Titled Find Me, American publisher Farrar, Straus, and Giroux said the novel will not only explore the future of the two protagonists but also Elio’s father Samuel, now divorced, on a trip from Florence to Rome to visit Elio, who has become a gifted classical pianist.
“A chance encounter on the train leads to a relationship that changes Sami’s life definitively,” the publisher explained.
“Elio soon moves to Paris where he too has a consequential affair, while Oliver, now a professor in northern New England with sons who are nearly grown, suddenly finds himself contemplating a return visit to Europe.”
Find Me is due out on October 29 in the US, with a release date in other territories to be confirmed.
Speaking to Vulture about the follow-up novel, Aciman said the world of Call Me By Your Name had “never left” him.

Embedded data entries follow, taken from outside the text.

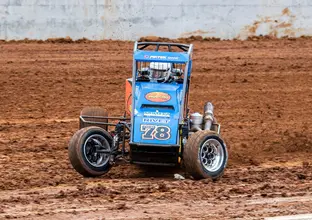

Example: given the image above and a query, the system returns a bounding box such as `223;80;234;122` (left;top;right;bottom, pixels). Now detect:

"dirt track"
0;39;312;219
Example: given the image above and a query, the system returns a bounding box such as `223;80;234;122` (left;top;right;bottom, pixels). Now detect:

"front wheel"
68;126;112;177
183;131;228;180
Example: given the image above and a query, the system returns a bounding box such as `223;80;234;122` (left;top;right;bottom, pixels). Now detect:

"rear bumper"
130;143;180;166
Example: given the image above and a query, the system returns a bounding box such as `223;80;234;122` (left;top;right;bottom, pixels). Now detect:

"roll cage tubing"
131;41;193;139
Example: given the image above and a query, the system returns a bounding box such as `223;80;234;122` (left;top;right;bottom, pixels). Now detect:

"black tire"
79;107;108;131
183;131;228;180
68;126;112;177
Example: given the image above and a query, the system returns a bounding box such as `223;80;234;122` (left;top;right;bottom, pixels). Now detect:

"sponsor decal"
150;56;167;60
144;55;179;60
145;92;171;102
168;57;179;60
140;125;171;141
143;110;170;118
143;118;170;124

“Though I created the characters and was the author of their lives, what I never expected was that they’d end up teaching me things about intimacy and about love that I didn’t quite think I knew until I’d put them down on paper,” he said.

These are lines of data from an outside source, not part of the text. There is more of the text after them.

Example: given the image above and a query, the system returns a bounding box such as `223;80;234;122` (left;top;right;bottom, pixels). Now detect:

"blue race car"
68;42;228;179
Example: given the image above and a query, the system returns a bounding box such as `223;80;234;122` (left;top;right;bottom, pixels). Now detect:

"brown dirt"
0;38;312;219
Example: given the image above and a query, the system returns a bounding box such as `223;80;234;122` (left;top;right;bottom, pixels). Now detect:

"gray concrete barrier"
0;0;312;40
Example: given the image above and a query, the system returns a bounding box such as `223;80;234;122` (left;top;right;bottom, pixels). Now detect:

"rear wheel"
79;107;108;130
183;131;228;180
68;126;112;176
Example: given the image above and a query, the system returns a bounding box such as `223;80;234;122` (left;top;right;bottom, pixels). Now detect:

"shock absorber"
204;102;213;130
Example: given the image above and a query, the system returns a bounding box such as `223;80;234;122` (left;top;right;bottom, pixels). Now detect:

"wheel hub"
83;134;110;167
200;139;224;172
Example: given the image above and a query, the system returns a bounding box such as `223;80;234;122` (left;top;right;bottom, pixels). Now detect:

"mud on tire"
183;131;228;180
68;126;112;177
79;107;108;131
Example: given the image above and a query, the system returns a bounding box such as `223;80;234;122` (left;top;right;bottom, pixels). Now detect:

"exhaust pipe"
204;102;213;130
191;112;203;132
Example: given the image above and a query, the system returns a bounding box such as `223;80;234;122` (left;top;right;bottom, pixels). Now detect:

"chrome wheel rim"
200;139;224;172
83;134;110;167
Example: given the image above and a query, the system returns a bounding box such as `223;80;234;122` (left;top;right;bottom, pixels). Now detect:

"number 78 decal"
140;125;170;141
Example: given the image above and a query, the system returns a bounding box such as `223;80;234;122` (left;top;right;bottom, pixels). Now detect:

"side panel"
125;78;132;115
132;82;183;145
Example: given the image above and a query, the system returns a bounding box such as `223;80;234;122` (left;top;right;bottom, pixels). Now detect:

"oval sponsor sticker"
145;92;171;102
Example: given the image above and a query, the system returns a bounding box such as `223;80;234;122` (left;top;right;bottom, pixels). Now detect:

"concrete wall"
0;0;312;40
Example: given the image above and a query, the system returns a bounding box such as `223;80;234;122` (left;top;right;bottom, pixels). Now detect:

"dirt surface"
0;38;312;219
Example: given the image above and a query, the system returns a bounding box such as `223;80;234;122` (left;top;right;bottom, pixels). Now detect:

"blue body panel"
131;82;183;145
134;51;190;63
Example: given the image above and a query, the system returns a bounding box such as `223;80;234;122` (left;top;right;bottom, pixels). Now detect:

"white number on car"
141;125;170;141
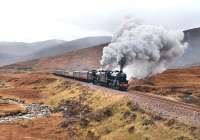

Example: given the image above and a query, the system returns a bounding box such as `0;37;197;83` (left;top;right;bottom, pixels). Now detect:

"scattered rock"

“The film made me realise that I wanted to be back with them and watch them over the years – which is why I wrote Find Me,” he said.
The author first tweeted last December to announce the follow up, writing at the time, “I would actually love a sequel to Call Me By Your Name. In fact I am writing one.”
Film adaptation’s director also working on a sequel
Last year, the film adaptation of Call My By Your Name scored four Oscar nominations, including Best Picture.
Director Luca Guadagnino said last March that he was also involved in the sequel and was “conceiving the story with André Aciman, and it’s gonna happen five or six years afterwards.”
Actor Timotheé Chalamet also confirmed a continuation was being discussed, and suggested he and Armie Hammer were keen to reprise their roles.
But Hammer said this week in an interview with Vulture that the project was still in early discussions, and there was no guarantee it would be made.
“I’m sort of coming around to the idea that the first one was so special for everyone who made it, and so many people who watched it felt like it really touched them, or spoke to them,” Hammer said.
“And it felt like a really perfect storm of so many things, that if we do make a second one, I think we’re setting ourselves up for disappointment.”